In sostituzione della collega Lodi, l'assessora Bruzzone ha dato lettura dei dati raccolti dai servizi sociali operativi sul territorio, evidenziando le forti resistenze incontrate tra le persone che occupano i giardini: “Nella zona l'educativa territoriale sociale del patto per le persone senza fissa dimora effettua un monitoraggio continuo sia nelle ore diurne che in quelle serali. Le persone presenti nei giardini risultano prevalentemente consumatori poco propensi ad accettare supporto e sostegno sociale. Gli operatori segnalano, inoltre, che la presenza non è stabile, ma caratterizzata da un ricambio di persone diverse nel tempo. Tra le persone presenti nelle aree limitrofe ai giardini, una persona senza fissa dimora, a seguito di diversi contatti e di un lavoro multidisciplinare condiviso, ha accettato di essere sostenuta e di accedere a un'accoglienza notturna. Quindi l'educativa di strada e i sociali ci sono. Il tema ovviamente è un tema complesso ed è un tema che riguarda soprattutto, per quanto riguarda le tossicodipendenze, il sociosanitario, in cui secondo me è giusto fare anche l'interrogazione in Regione proprio perché bisogna cercare di avere sicuramente un sistema integrato”.

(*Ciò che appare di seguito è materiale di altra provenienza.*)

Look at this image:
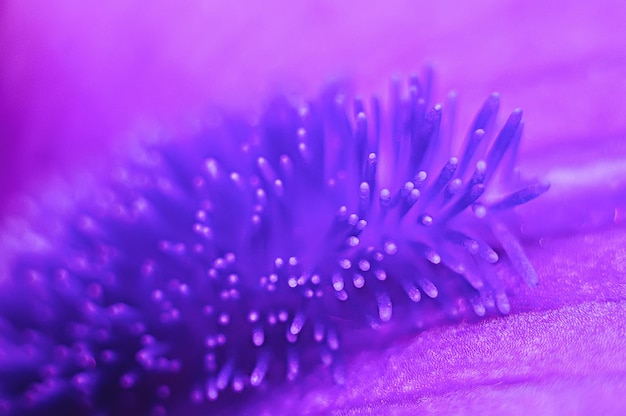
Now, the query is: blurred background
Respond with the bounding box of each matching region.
[0,0,626,213]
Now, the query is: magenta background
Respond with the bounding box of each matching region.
[0,0,626,414]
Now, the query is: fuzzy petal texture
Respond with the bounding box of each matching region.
[0,0,626,415]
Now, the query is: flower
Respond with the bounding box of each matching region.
[0,0,626,414]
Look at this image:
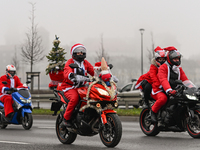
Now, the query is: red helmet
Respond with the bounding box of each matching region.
[70,43,86,62]
[164,46,181,66]
[6,65,16,78]
[154,46,167,66]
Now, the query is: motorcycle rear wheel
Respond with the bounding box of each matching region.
[56,114,77,144]
[139,108,160,136]
[99,114,122,147]
[22,113,33,130]
[186,110,200,138]
[0,124,8,129]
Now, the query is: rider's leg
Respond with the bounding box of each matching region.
[151,92,167,122]
[143,82,152,106]
[64,89,79,124]
[1,95,14,117]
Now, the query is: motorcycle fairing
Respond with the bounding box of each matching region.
[11,112,19,124]
[0,101,4,108]
[12,92,31,106]
[22,108,32,117]
[101,109,117,124]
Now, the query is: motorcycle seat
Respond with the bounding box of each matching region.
[57,90,69,103]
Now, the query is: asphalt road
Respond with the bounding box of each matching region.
[0,116,200,150]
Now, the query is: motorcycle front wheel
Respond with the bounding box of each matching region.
[22,113,33,130]
[186,110,200,138]
[99,114,122,147]
[0,124,8,129]
[56,114,77,144]
[139,108,160,136]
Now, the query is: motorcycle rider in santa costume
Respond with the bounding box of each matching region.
[135,46,166,106]
[151,46,188,122]
[61,43,94,127]
[0,65,27,121]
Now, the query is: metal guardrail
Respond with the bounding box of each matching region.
[31,94,55,109]
[31,93,141,109]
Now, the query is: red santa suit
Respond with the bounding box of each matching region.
[0,75,23,117]
[61,58,94,120]
[135,71,152,90]
[152,62,188,113]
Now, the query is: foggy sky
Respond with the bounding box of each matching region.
[0,0,200,58]
[0,0,200,88]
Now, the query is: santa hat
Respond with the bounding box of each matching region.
[154,46,166,58]
[164,46,178,51]
[70,43,86,55]
[154,46,163,52]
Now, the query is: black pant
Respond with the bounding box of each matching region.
[142,80,152,102]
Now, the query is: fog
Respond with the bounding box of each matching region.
[0,0,200,88]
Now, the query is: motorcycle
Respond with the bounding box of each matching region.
[0,81,33,130]
[50,64,122,147]
[139,80,200,138]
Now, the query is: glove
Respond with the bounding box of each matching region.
[168,90,176,96]
[4,87,10,91]
[75,75,90,82]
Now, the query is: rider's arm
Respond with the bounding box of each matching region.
[14,75,24,88]
[149,64,160,88]
[179,67,188,81]
[84,60,94,76]
[157,64,172,93]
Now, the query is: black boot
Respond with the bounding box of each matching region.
[6,112,15,122]
[62,119,72,127]
[150,110,158,123]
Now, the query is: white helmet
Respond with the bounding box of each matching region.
[6,65,16,78]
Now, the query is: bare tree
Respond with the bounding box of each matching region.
[11,46,19,71]
[21,3,45,72]
[95,34,110,63]
[147,32,155,64]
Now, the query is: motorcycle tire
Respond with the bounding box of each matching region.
[22,113,33,130]
[56,114,77,144]
[139,108,160,136]
[0,124,8,129]
[99,114,122,147]
[186,110,200,138]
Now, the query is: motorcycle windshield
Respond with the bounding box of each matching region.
[18,89,30,98]
[183,80,196,88]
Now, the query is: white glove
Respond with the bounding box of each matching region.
[75,75,90,82]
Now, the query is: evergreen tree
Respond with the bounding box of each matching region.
[46,36,67,75]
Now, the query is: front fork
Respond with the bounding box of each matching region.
[100,109,117,126]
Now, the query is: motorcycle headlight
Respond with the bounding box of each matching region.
[186,94,198,100]
[96,88,109,96]
[20,97,31,103]
[14,101,22,109]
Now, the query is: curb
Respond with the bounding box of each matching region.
[33,115,139,122]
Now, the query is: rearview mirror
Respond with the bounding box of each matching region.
[108,64,113,69]
[175,80,183,84]
[69,63,79,68]
[131,79,137,82]
[2,81,8,85]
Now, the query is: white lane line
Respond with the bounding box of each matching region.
[37,127,55,129]
[0,141,30,144]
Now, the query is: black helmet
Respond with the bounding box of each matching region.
[167,50,181,66]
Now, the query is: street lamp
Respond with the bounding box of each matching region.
[140,28,144,75]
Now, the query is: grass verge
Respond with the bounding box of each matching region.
[32,108,142,116]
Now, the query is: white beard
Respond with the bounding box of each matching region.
[172,65,179,74]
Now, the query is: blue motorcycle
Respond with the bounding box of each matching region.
[0,82,33,130]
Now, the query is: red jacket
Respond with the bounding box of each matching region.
[135,59,160,90]
[0,75,23,97]
[158,63,188,93]
[60,58,94,92]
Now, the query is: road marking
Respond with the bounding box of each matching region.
[37,127,55,129]
[0,141,30,144]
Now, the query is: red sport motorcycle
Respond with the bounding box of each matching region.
[50,64,122,147]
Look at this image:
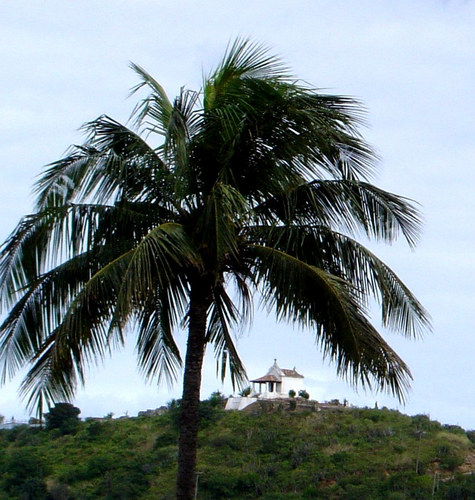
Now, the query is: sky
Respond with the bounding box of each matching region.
[0,0,475,429]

Le rassicurazioni sui monitoraggi e sull'unica presa in carico andata a buon fine non hanno soddisfatto il consigliere Gambino. Nella sua replica, l'esponente del Gruppo Misto ha lanciato una sferzante provocazione alla Giunta, chiedendo lo sgombero immediato delle tende per restituire l'area verde ai residenti: “Al netto di quelli che si faranno aiutare, per quelli che non vogliono nessun aiuto, che rifiutano qualsiasi attività sociale o socio-sanitaria, qual è l'azione? Chiedo a lei di chiedere alla collega Viscogliosi [assessora alla Sicurezza n.d.r.] di comprendere come Polizia locale se possiamo dare risposta a quei cittadini che oggi ci dicono che da mesi quel giardino è inutilizzabile per la cittadinanza. Le faccio una provocazione perché se può essere utile a darvi la possibilità a voi di avere uno stimolo in più per agire allo sgombero di queste persone che si sono messe lì con delle tende, potremmo comprare dei cappelli d'alpino, glieli regaliamo, facciamo finta che siano degli alpini, così ci mandate la Polizia locale per lo sgombero, visto che per gli alpini lo sgombero l'avete fatto in giornata. Regaliamo il cappello degli alpini ai senza fissa dimora e ai tossicodipendenti che occupano ormai i nostri giardini pubblici, magari riusciamo a fare qualche cosa in più per i nostri cittadini”.